Years ago, as I started my Mtf gender transition, I was very concerned about how much baggage I could bring with me from my intense male past. No matter how painful it was, I hid my feminine self well from family and friends. In fact, one of the few cis female friends I told about being transgender said I was the most unlikely person she knew to attempt a gender change.
Of course, back in my "formative" years, gender norms were more rigidly structured. In the conservative rural Midwest I grew up in, the only real "sports" girls could participate in were cheerleading. Because I could not make it on the sidelines of a football game, I had to participate. I was a very mediocre defensive end and ended my high school "career" prematurely due to a couple broken bones. But, no one suspected I really wanted to be a cheerleader.
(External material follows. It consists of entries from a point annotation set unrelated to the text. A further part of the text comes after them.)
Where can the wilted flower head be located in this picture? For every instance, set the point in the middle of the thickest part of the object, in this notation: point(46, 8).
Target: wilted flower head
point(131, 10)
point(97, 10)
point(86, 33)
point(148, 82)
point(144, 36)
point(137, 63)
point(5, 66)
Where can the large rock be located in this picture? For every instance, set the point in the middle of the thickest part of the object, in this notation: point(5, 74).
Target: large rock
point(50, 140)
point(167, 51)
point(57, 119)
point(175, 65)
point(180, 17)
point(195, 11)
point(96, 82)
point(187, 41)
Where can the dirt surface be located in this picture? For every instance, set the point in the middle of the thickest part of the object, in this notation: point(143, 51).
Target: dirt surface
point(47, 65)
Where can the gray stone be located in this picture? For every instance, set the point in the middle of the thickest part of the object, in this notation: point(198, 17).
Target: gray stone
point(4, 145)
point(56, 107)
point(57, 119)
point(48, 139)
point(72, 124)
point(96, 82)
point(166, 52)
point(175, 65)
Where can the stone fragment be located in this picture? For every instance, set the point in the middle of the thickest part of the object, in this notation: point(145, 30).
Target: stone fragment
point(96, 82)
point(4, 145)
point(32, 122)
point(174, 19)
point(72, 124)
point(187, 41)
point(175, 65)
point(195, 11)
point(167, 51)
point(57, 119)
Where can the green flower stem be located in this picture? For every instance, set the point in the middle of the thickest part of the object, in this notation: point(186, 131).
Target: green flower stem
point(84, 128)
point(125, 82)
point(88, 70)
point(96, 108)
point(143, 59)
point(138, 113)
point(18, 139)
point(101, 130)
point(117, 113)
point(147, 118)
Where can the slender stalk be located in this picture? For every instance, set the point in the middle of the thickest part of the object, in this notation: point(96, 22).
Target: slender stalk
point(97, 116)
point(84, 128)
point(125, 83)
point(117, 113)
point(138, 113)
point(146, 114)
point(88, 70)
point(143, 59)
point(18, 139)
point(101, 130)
Perhaps it was all worth it to hide my gender misgivings. These days though, I find my love of sports has been a lifelong pursuit for me, no matter what gender I was living as. As I did transition, I found three close cis women friends who shared my fondness for sports. All three could sit at a bar drinking beer and watching sports as well as any man.
So you could guess how great I felt when last night my childhood favorite baseball team finally clinched a spot in the Major League Baseball playoffs. In fact I cried tears of joy... *damn hormones"! And of course I am overjoyed The Ohio State Buckeyes" are due to start playing in a couple weeks.
Once I got past the worn out gender stereotypes of women and sports, I was able to carry forward a great portion of my previous life. I did find out the hard way to never talk to a man about sports.